Las expresiones de afecto y la transformación gradual de vecina en amiga también se frustraron. Los Gobiernos se vieron obligados a detener el avance de la infección, con lo cual todo lo que significara presencia física – y el riesgo consiguiente de contagio – se desalentó o prohibió. Estas medidas llevaron al recurso de métodos antes criticados, que sirvieron para dar continuidad a los vínculos ya existentes y para consolidarlos a pesar de la distancia. Lo que antes se veía como promotor de la falta de contacto físico y del desafecto ahora mostraba su lado positivo. Además, la ausencia, que antes se consideraba que favorecía la agresión y la ruptura (y, en último término, la intimidación), se vio, en cambio, como causante de la pérdida de inhibición.
Por su rápida propagación y su virulencia, el COVID 19 representó una prueba de fuego para los Gobiernos: de acuerdo con su actitud hacia la propagación del contagio, estos mostraron su falta de interés por sus ciudadanos o su preocupación por ellos.

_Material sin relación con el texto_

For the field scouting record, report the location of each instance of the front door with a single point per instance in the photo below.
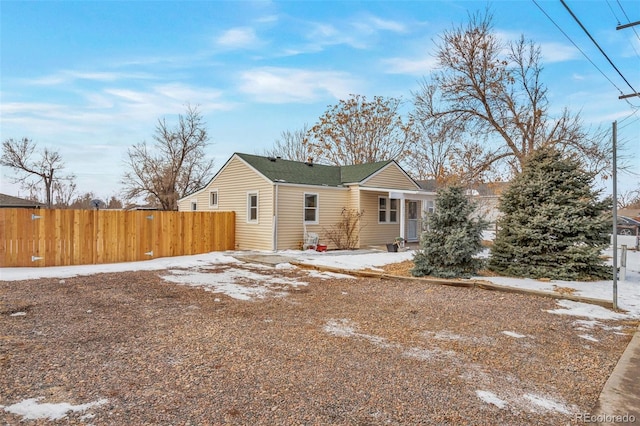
(412, 221)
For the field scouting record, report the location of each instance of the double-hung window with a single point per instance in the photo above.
(382, 210)
(252, 207)
(388, 210)
(311, 215)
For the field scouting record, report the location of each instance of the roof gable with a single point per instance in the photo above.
(11, 201)
(279, 170)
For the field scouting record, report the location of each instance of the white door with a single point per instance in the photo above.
(412, 221)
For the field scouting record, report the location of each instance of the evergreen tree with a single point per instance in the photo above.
(554, 225)
(452, 238)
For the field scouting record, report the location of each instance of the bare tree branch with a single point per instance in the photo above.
(34, 172)
(174, 166)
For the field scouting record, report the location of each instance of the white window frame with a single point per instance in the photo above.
(316, 208)
(392, 210)
(217, 195)
(249, 208)
(381, 210)
(431, 206)
(387, 210)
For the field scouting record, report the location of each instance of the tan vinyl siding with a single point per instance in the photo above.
(374, 233)
(390, 177)
(291, 213)
(233, 183)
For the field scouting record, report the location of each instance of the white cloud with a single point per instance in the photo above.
(280, 85)
(372, 24)
(237, 38)
(558, 52)
(419, 66)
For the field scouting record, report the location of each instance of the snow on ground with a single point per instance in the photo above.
(628, 290)
(491, 398)
(236, 283)
(31, 409)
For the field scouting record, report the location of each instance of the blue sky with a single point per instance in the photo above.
(91, 78)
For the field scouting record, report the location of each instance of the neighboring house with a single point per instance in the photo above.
(11, 202)
(278, 201)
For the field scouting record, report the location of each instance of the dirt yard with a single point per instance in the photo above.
(142, 348)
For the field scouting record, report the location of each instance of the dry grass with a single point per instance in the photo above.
(337, 351)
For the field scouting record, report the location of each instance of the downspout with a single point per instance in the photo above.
(275, 217)
(403, 224)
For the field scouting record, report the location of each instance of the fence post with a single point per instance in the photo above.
(623, 263)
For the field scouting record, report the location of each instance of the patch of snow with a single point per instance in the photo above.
(584, 325)
(327, 275)
(588, 337)
(491, 398)
(341, 328)
(443, 335)
(30, 409)
(514, 334)
(585, 310)
(426, 354)
(346, 328)
(285, 266)
(236, 283)
(547, 404)
(198, 260)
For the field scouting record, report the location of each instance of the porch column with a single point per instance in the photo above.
(402, 203)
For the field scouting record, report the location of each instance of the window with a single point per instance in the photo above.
(393, 210)
(310, 208)
(382, 209)
(213, 198)
(430, 206)
(252, 207)
(387, 210)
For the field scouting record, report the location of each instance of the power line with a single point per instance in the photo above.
(628, 20)
(635, 93)
(576, 46)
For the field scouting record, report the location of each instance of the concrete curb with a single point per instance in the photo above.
(619, 401)
(485, 285)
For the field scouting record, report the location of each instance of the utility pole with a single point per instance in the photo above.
(615, 217)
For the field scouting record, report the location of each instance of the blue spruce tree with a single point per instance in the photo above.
(553, 224)
(452, 239)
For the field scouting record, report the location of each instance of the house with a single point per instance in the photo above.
(11, 202)
(485, 195)
(277, 202)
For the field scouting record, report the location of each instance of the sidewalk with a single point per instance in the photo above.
(619, 402)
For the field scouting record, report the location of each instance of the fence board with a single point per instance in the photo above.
(30, 237)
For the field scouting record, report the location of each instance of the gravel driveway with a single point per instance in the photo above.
(141, 348)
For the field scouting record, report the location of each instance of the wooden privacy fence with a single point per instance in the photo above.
(31, 237)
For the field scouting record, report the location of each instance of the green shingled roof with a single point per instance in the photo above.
(279, 170)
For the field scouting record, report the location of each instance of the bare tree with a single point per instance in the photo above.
(35, 174)
(174, 166)
(63, 193)
(357, 131)
(493, 92)
(292, 146)
(629, 199)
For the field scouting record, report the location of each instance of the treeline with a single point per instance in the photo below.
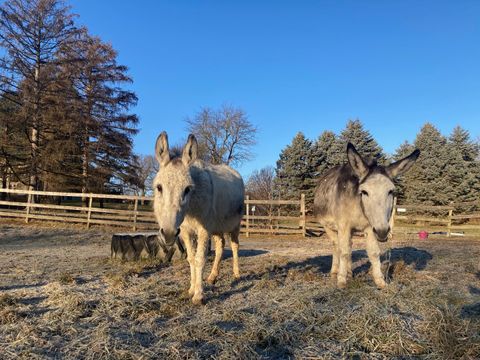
(65, 119)
(448, 169)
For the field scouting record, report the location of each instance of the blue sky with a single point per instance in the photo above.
(297, 65)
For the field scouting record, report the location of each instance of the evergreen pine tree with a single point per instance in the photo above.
(402, 151)
(295, 171)
(324, 153)
(361, 139)
(426, 182)
(462, 170)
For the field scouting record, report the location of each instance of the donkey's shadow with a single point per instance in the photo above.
(322, 264)
(409, 255)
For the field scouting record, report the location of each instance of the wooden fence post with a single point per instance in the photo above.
(29, 201)
(303, 215)
(89, 212)
(449, 225)
(135, 208)
(247, 214)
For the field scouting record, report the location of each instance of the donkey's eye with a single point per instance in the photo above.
(186, 191)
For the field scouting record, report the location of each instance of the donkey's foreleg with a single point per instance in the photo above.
(191, 260)
(332, 235)
(373, 251)
(234, 244)
(219, 245)
(202, 239)
(345, 254)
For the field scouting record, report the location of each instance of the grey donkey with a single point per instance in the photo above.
(196, 199)
(358, 196)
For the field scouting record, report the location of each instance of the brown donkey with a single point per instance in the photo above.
(196, 199)
(358, 196)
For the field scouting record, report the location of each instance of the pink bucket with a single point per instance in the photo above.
(423, 235)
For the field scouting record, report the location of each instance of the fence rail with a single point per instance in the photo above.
(278, 217)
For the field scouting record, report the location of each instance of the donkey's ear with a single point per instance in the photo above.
(359, 166)
(401, 166)
(190, 150)
(162, 152)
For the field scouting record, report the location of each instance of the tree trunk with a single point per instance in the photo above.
(35, 133)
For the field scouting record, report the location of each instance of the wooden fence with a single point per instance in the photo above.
(122, 210)
(273, 217)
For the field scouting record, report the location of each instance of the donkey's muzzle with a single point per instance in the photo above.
(381, 234)
(169, 236)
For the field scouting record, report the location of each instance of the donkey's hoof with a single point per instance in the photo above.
(198, 300)
(381, 284)
(212, 280)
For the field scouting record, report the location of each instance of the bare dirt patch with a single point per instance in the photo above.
(61, 296)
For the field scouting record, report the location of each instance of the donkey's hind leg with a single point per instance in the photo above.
(187, 240)
(219, 245)
(373, 251)
(234, 244)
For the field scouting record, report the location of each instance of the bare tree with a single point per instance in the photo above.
(32, 32)
(147, 169)
(224, 136)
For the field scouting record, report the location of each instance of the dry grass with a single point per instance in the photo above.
(284, 306)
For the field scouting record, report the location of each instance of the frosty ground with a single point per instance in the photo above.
(62, 297)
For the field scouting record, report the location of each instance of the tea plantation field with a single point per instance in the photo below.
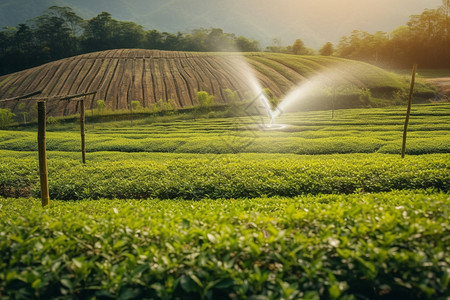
(216, 208)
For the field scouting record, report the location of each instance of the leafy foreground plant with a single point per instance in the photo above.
(361, 246)
(224, 176)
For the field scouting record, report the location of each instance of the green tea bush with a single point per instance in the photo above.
(229, 176)
(361, 246)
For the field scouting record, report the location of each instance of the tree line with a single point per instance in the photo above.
(59, 32)
(425, 40)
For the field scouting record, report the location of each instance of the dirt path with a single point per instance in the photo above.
(442, 83)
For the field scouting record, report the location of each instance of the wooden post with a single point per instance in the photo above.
(82, 121)
(408, 111)
(131, 110)
(332, 102)
(43, 174)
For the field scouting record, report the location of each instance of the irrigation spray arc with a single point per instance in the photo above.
(296, 97)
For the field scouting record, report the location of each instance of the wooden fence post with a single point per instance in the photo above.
(82, 122)
(43, 174)
(408, 111)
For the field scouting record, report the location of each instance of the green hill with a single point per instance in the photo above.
(148, 76)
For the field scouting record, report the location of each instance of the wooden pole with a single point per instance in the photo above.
(82, 121)
(332, 102)
(408, 111)
(43, 174)
(131, 110)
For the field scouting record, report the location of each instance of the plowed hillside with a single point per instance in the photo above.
(125, 75)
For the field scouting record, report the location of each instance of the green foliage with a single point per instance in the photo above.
(101, 106)
(204, 99)
(136, 105)
(426, 33)
(123, 176)
(6, 117)
(373, 246)
(231, 96)
(52, 121)
(327, 49)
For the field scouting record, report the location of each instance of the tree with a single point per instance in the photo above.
(204, 99)
(136, 105)
(99, 33)
(54, 31)
(101, 106)
(246, 45)
(327, 49)
(298, 48)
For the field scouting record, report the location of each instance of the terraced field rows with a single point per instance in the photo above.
(125, 75)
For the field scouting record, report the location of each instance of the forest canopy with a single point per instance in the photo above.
(59, 33)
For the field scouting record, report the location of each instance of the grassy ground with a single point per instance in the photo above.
(269, 222)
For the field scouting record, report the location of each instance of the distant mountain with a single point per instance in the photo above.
(150, 76)
(315, 22)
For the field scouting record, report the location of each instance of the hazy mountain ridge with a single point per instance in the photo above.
(262, 20)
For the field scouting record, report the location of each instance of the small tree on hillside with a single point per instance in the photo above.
(6, 117)
(231, 96)
(101, 106)
(23, 112)
(204, 99)
(136, 105)
(327, 49)
(298, 48)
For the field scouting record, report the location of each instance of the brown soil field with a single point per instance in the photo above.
(125, 75)
(443, 84)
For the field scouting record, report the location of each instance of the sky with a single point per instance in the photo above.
(314, 21)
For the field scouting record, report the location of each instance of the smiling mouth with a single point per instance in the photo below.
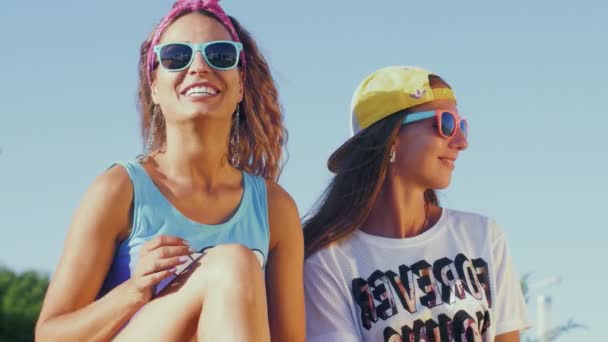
(448, 162)
(201, 91)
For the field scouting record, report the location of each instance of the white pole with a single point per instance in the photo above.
(543, 318)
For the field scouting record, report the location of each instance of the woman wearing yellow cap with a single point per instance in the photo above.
(384, 262)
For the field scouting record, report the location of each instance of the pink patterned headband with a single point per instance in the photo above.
(211, 6)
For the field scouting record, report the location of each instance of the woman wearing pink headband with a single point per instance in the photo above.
(194, 240)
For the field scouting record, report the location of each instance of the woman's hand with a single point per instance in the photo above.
(158, 260)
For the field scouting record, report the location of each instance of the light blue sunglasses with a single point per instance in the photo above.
(447, 121)
(219, 54)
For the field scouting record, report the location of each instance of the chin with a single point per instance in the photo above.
(440, 184)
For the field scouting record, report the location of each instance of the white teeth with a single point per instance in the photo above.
(201, 91)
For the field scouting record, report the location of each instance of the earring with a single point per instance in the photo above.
(234, 139)
(156, 112)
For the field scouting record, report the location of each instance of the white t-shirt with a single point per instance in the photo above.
(454, 282)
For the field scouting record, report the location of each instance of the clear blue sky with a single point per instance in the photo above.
(530, 77)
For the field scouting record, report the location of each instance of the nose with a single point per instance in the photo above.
(459, 141)
(199, 64)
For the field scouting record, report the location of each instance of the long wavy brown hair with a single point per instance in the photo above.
(360, 172)
(262, 133)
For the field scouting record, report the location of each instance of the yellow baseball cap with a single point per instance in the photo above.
(385, 92)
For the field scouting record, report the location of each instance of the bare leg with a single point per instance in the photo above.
(223, 299)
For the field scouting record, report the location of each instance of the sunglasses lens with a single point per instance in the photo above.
(464, 127)
(221, 55)
(448, 124)
(175, 56)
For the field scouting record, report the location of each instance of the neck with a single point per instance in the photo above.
(399, 212)
(197, 153)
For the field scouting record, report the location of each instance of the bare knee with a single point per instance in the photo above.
(230, 269)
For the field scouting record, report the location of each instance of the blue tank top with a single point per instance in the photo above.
(154, 215)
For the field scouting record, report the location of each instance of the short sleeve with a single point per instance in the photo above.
(510, 310)
(328, 315)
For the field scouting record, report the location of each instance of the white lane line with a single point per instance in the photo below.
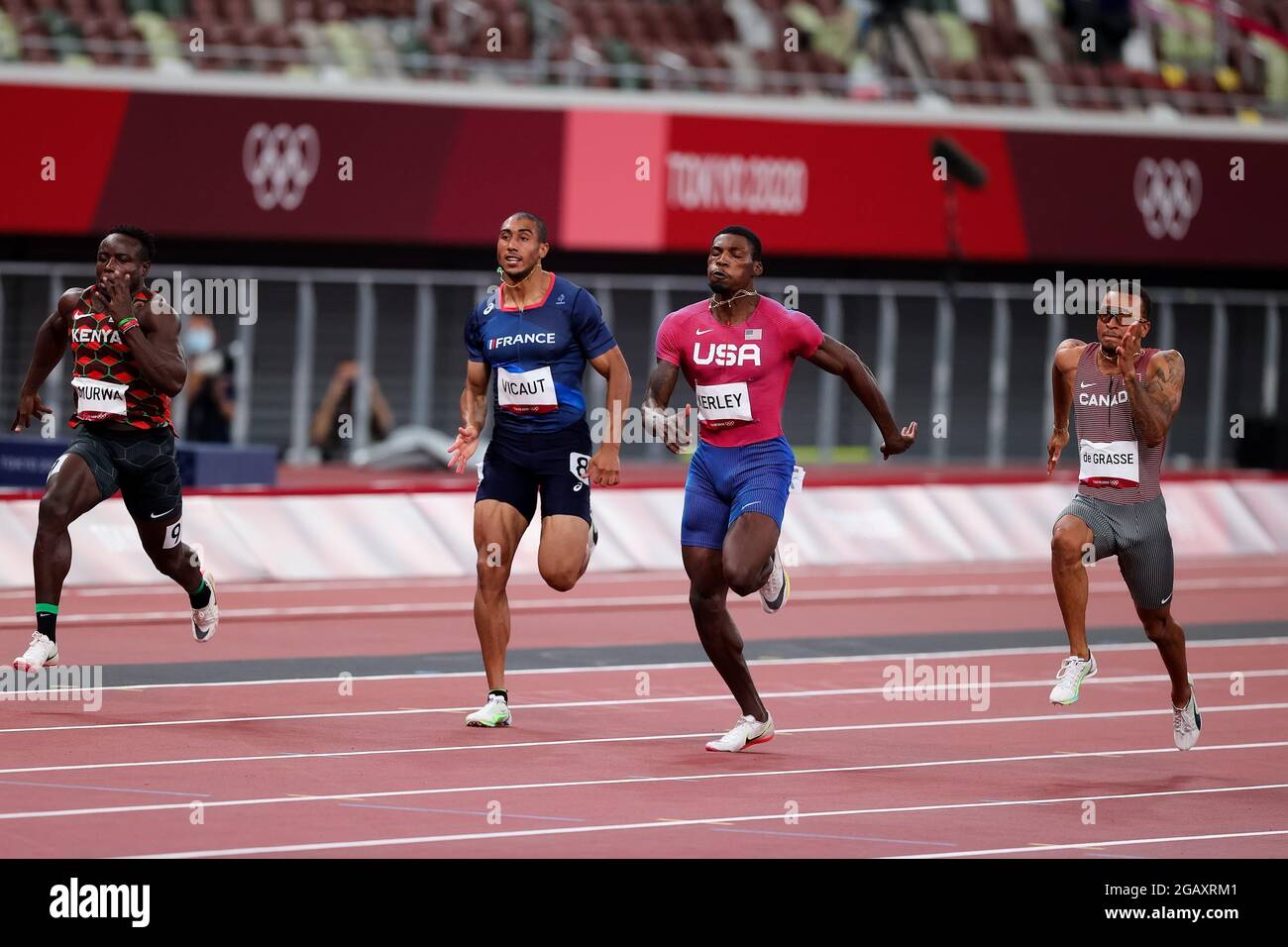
(888, 689)
(704, 665)
(675, 823)
(561, 604)
(902, 724)
(621, 781)
(1093, 844)
(863, 571)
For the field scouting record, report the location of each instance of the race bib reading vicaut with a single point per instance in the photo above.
(526, 392)
(721, 406)
(98, 399)
(1112, 464)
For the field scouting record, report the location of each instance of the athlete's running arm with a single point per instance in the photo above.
(838, 359)
(155, 342)
(673, 428)
(51, 344)
(1155, 402)
(473, 415)
(1064, 368)
(605, 467)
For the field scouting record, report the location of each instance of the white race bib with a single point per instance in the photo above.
(1111, 464)
(98, 399)
(526, 392)
(721, 406)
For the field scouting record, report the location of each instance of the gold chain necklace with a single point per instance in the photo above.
(715, 303)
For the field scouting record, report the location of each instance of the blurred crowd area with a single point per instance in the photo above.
(1196, 56)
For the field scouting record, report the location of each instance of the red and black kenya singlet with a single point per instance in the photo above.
(106, 379)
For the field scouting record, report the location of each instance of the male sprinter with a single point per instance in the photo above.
(737, 351)
(1127, 399)
(127, 365)
(535, 335)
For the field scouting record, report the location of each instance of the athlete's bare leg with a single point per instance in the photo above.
(563, 556)
(1170, 638)
(748, 552)
(179, 562)
(497, 530)
(68, 493)
(1068, 541)
(719, 635)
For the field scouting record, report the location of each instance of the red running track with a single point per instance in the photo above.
(610, 762)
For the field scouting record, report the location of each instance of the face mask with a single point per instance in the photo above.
(197, 342)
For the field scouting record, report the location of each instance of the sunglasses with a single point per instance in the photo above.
(1126, 317)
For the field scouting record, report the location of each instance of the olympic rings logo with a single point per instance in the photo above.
(1168, 195)
(279, 162)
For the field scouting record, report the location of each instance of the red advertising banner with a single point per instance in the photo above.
(294, 167)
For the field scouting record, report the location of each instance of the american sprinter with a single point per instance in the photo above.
(737, 350)
(127, 365)
(1127, 398)
(527, 347)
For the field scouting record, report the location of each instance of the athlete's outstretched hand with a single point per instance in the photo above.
(1059, 438)
(675, 429)
(29, 405)
(898, 445)
(463, 447)
(605, 467)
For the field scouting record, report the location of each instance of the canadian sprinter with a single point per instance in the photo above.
(1126, 398)
(127, 365)
(529, 343)
(737, 350)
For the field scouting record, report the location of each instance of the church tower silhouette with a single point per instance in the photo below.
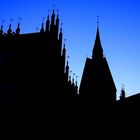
(97, 83)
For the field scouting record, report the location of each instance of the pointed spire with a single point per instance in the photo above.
(57, 19)
(53, 18)
(48, 23)
(122, 95)
(67, 70)
(18, 29)
(60, 35)
(97, 50)
(1, 30)
(9, 32)
(42, 28)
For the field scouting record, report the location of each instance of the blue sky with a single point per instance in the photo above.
(119, 30)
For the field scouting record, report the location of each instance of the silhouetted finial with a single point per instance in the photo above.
(43, 19)
(1, 30)
(68, 58)
(19, 19)
(98, 20)
(57, 11)
(37, 29)
(2, 22)
(61, 24)
(11, 20)
(65, 40)
(48, 11)
(53, 7)
(76, 80)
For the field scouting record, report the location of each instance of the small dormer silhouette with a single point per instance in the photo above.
(9, 32)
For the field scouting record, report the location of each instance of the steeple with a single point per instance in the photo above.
(67, 71)
(9, 32)
(57, 25)
(42, 28)
(18, 29)
(53, 18)
(1, 30)
(97, 50)
(64, 57)
(48, 24)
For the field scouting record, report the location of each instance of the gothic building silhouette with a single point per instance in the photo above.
(34, 71)
(34, 65)
(97, 82)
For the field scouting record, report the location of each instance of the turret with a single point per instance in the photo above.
(42, 28)
(64, 57)
(67, 71)
(57, 25)
(9, 32)
(18, 29)
(52, 20)
(1, 30)
(48, 24)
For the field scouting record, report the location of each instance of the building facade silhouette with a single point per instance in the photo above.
(34, 71)
(33, 66)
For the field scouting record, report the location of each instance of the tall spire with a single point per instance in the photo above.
(97, 50)
(53, 18)
(9, 32)
(18, 29)
(1, 30)
(48, 24)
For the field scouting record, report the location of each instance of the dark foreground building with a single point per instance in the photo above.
(38, 93)
(33, 66)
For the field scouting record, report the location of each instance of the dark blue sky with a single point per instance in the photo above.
(119, 30)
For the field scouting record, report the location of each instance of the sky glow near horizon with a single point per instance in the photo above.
(119, 26)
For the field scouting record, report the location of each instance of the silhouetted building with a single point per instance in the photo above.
(97, 83)
(33, 65)
(34, 71)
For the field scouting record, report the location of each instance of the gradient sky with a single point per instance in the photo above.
(119, 30)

Igualmente, la pandemia puso en evidencia el lado oscuro del capitalismo que los Estados Unidos se habían afanado en ocultar: la irracionalidad de la compraventa de acciones, la dependencia económica de los Estados de la fluctuación de la Bolsa (porque, al hacerse públicas, las empresas se convirtieron en mercancía y, entonces, su inminente caída prometía la recesión), los cambios producidos por la privatización (la desaparición de la acción del Estado como garante de los derechos de los ciudadanos y de los derechos de agremiación) y el cambio progresivo hacia la economía informal (que supeditó a muchos trabajadores a los ingresos diarios, con lo cual la pérdida del trabajo significó la pérdida de ingresos y del acceso a la salud).
Todavía no se puede predecir qué nos espera, pero es posible llegar a una crisis de alcance internacional que nos lleve años remontar (aunque una se resiste en ver esos resultados). Por otro lado, la pandemia tiene un impacto tan fuerte que, seguramente, sus secuelas seguirán vivas en nuestra memoria, así como en la memoria de nuestros hijos: imágenes impresas en la mente, prácticas automatizadas, vocabulario incorporado. Una amiga mencionó la plaza vacía y las hamacas precintadas; otra se refirió al silencio que perforaba los oídos. Desaparecieron las salidas recreativas, las cenas placenteras. Las medidas se convirtieron en tema constante de conversación: por más que intentáramos evitarlo, invadía todas las charlas y, además, eran el asunto del humor que circulaba por todos los medios. Gradualmente, su vocabulario se incorporará en nuestro idioma.
La comunicación por video-llamada nos resultará algo natural. Las expresiones de afecto y el apretón de manos como forma de saludo se eliminarán de las costumbres sociales. Al llegar a la edad mediana y la vejez, nuestros hijos conservarán algunas de las prácticas, como el “abrazo de aire” y el choque de codos como saludo, y evocarán las imágenes que habrá dejado la pandemia, como la curva descendiente del precio de las acciones y los efectos de la desocupación.
El miedo gobernará nuestros actos: siempre es posible que los virus muten y los animales los transmitan; siempre es posible otro COVID 19. ¿Significa eso que nuestra conducta hacia los otros cambiará? ¿Cambiará la calidad y profundidad de las relaciones sociales? ¿Cambiará el comportamiento de los Gobiernos?
La pandemia parece ser la señal de un cambio definitivo en nuestra vida en la tierra. En vez de un suicidio involuntario, tenemos depredadores microscópicos. Y, por ahora, parecen ser muy eficientes. Sin embargo, parece que, por ahora, hemos aprendido mucho de esta experiencia. Ojalá sea así.